Houellebecq sigue utilizando, junto al pesimismo apocalíptico y la provocación sexual, sus coqueteos con el lenguaje “científico”

Manuel Rodríguez Rivero
Ilustración de Ángel Mateo Charris para 'La muerte en Venecia'.
Ilustración de Ángel Mateo Charris para 'La muerte en Venecia'.

1. Mercado

Me entero por adoptauntio.es, una plataforma en la que “los hombres son objetos y las mujeres quienes hacen sus compras”, y en la que “las únicas que pueden abordar a los tíos son las chicas”, de que los pretendientes que se inscriben como candidatos tienen muchas más posibilidades de ser elegidos si se expresan con corrección que si lo hacen con faltas de ortografía o con estilo más bien pedestre. En un país en el que cada día se escribe peor (pregunten, pregunten a los profesores) y en el que desaparecen del uso hasta los artículos determinados (ahora se dice, por ejemplo, “se vieron en Zarzuela”, “lo llevaron a quirófano”, “la subieron a planta”, “lo dijo en sede parlamentaria”, etcétera), el hecho de que una plataforma dedicada al ligue con derecho a sexo y despiporre reconozca tácitamente las ventajas de la alfabetización (la literacy de los anglohablantes) resulta enternecedor. Si yo tuviera poder para convencer a don Santiago Muñoz Machado, flamante director de la RAE (y, por tanto, de la Asociación de Academias de la Lengua Española), intentaría que el nuevo (y utilísimo, aunque solo sea como estímulo para saltarse el canon a conciencia) Libro de estilo de la lengua española (Espasa) incluyera en los paratextos de cubierta o en una faja colocada ad hoc las ventajas de la buena expresión para conseguir y dar favores sexuales.
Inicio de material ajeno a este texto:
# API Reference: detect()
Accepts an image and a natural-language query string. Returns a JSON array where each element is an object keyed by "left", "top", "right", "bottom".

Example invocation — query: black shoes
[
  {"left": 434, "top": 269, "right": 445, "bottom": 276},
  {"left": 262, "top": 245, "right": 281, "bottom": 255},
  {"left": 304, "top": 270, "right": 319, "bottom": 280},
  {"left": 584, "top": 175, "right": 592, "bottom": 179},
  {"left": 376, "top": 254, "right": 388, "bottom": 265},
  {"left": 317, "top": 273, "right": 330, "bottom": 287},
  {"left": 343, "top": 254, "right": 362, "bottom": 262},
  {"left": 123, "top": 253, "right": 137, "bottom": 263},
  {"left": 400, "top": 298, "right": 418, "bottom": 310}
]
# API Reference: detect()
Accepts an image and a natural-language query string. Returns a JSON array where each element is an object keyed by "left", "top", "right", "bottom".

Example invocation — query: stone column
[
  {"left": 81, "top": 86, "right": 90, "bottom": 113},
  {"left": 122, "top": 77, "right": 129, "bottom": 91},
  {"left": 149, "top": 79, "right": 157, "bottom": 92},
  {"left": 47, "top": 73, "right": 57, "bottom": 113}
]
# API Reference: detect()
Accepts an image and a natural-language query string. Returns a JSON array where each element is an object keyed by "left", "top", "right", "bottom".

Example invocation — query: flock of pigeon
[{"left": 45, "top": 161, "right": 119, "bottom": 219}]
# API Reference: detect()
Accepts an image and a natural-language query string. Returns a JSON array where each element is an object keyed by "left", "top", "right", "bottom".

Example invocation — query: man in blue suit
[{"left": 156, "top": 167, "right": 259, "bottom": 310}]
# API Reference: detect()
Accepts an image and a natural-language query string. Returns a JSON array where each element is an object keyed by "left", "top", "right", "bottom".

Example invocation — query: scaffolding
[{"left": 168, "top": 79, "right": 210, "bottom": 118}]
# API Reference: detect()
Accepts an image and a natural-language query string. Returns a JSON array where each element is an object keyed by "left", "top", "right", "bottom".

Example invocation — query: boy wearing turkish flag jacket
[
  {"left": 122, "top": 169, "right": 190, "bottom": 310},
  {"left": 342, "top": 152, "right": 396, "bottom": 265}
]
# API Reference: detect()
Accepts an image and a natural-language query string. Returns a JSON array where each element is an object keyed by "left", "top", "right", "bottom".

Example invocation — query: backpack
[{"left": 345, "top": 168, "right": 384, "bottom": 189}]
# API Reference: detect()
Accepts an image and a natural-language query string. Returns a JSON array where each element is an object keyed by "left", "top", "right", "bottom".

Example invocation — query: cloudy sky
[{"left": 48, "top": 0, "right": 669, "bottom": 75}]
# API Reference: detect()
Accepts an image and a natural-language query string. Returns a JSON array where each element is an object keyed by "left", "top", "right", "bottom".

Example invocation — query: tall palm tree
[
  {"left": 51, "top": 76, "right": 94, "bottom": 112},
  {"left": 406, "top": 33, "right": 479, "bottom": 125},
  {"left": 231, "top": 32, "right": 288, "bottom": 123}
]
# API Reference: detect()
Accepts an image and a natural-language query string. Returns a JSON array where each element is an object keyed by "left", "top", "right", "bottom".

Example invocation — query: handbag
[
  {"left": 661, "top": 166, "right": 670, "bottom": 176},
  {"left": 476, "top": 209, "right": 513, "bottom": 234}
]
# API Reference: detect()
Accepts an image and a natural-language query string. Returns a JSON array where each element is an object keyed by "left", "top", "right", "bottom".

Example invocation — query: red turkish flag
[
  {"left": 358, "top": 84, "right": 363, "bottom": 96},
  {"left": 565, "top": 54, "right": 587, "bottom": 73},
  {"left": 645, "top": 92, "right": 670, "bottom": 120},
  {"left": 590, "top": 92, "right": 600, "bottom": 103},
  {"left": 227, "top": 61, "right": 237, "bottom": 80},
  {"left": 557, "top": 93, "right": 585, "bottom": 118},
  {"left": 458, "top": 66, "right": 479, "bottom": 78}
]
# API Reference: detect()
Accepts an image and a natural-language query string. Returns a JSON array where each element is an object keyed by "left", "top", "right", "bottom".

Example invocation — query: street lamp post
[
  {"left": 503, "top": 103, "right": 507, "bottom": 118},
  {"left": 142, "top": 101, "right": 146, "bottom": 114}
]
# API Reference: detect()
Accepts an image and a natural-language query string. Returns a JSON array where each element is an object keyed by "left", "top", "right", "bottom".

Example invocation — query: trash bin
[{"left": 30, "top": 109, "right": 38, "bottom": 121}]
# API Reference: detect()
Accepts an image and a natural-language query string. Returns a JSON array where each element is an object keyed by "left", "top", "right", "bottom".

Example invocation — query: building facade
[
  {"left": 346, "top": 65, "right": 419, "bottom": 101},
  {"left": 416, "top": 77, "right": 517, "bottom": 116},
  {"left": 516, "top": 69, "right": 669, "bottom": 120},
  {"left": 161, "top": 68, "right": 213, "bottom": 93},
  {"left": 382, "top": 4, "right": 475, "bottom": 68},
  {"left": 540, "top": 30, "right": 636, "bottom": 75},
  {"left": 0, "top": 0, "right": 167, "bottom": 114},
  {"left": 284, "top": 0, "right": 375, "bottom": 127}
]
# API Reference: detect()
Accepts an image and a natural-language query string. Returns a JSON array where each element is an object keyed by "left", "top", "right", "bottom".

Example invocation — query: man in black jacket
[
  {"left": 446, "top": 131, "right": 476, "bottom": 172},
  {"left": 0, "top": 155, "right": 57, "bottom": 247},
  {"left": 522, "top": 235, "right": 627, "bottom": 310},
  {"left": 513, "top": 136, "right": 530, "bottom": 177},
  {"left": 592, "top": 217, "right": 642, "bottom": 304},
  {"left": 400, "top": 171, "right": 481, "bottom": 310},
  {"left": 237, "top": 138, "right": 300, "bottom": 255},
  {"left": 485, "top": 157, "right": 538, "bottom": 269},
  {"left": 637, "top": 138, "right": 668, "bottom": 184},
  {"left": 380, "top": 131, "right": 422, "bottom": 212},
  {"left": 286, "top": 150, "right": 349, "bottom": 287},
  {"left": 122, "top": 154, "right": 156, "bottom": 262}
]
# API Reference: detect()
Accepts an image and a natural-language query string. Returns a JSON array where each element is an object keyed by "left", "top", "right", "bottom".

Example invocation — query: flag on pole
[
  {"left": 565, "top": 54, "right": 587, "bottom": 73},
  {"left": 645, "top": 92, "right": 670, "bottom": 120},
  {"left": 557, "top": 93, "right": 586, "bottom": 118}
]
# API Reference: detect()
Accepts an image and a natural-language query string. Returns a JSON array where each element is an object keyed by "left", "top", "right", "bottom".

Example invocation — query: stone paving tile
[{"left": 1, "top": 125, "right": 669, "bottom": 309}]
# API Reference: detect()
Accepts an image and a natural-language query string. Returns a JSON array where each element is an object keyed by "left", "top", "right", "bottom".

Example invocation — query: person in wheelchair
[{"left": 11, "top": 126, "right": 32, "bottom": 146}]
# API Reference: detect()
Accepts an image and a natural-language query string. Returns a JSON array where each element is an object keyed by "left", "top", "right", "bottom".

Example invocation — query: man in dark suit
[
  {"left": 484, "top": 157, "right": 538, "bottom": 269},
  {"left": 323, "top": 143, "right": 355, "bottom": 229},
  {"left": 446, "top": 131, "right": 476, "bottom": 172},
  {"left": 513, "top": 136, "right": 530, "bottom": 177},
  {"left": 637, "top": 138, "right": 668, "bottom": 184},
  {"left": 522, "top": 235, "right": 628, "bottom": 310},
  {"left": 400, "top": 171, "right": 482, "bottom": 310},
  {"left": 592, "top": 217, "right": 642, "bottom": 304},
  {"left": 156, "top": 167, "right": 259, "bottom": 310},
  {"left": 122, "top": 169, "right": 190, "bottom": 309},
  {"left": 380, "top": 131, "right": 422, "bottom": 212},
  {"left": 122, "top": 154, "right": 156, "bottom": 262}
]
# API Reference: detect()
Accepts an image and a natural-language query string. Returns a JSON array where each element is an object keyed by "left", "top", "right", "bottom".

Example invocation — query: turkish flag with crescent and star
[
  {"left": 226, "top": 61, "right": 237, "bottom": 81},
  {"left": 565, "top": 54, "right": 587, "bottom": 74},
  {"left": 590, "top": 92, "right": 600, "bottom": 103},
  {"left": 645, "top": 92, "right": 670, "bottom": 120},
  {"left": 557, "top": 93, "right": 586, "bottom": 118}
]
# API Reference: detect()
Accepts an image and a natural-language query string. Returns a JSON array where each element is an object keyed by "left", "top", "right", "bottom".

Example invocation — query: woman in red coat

Por lo demás, si alguno de mis improbables lectores —en castellano, como nos recuerda el también académico Pedro Álvarez de Miranda en su librito El género y la lengua (Turner), el masculino es un género no marcado) tiene curiosidad por, o desea inscribirse en, la mencionada web, les diré que en las estanterías (así las llaman) de los “cien tíos a adoptar” (sic) elegidos por el jurado de mujeres notables solo figuran dos escritores: el francés Frédéric Beigbeder y el sueco Jens Lapidus. En fin, que estamos locas.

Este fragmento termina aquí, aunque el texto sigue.